Publication Trend Analysis and Synthesis via Large Language Model: A Case Study of Engineering in PNAS
2510.16152v1
cs.DL, cs.AI, cs.CL, cs.LG
2025-10-22
Авторы:
Mason Smetana, Lev Khazanovich
Abstract
Scientific literature is increasingly siloed by complex language, static
disciplinary structures, and potentially sparse keyword systems, making it
cumbersome to capture the dynamic nature of modern science. This study
addresses these challenges by introducing an adaptable large language model
(LLM)-driven framework to quantify thematic trends and map the evolving
landscape of scientific knowledge. The approach is demonstrated over a 20-year
collection of more than 1,500 engineering articles published by the Proceedings
of the National Academy of Sciences (PNAS), marked for their breadth and depth
of research focus. A two-stage classification pipeline first establishes a
primary thematic category for each article based on its abstract.
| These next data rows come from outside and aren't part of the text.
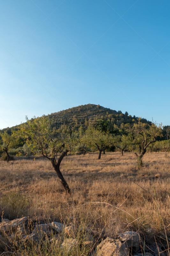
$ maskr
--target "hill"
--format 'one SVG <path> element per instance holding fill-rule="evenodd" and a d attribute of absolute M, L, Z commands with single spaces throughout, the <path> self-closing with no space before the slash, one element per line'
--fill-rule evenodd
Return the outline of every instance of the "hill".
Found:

The
subsequent phase performs a full-text analysis to assign secondary
classifications, revealing latent, cross-topic connections across the corpus.
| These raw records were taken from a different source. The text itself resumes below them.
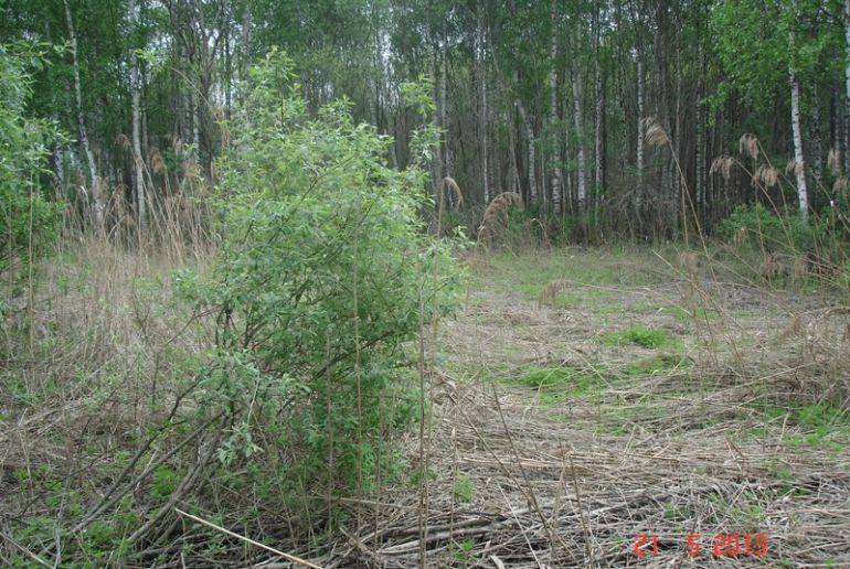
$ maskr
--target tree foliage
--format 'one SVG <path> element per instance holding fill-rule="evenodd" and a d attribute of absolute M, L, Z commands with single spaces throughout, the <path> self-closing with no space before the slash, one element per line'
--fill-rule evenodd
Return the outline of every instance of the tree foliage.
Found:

Traditional natural language processing (NLP) methods, such as Bag-of-Words
(BoW) and Term Frequency-Inverse Document Frequency (TF-IDF), confirm the
resulting topical structure and also suggest that standalone word-frequency
analyses may be insufficient for mapping fields with high diversity. Finally, a
disjoint graph representation between the primary and secondary classifications
reveals implicit connections between themes that may be less apparent when
analyzing abstracts or keywords alone. The findings show that the approach
independently recovers much of the journal's editorially embedded structure
without prior knowledge of its existing dual-classification schema (e.g.,
biological studies also classified as engineering). This framework offers a
powerful tool for detecting potential thematic trends and providing a
high-level overview of scientific progress.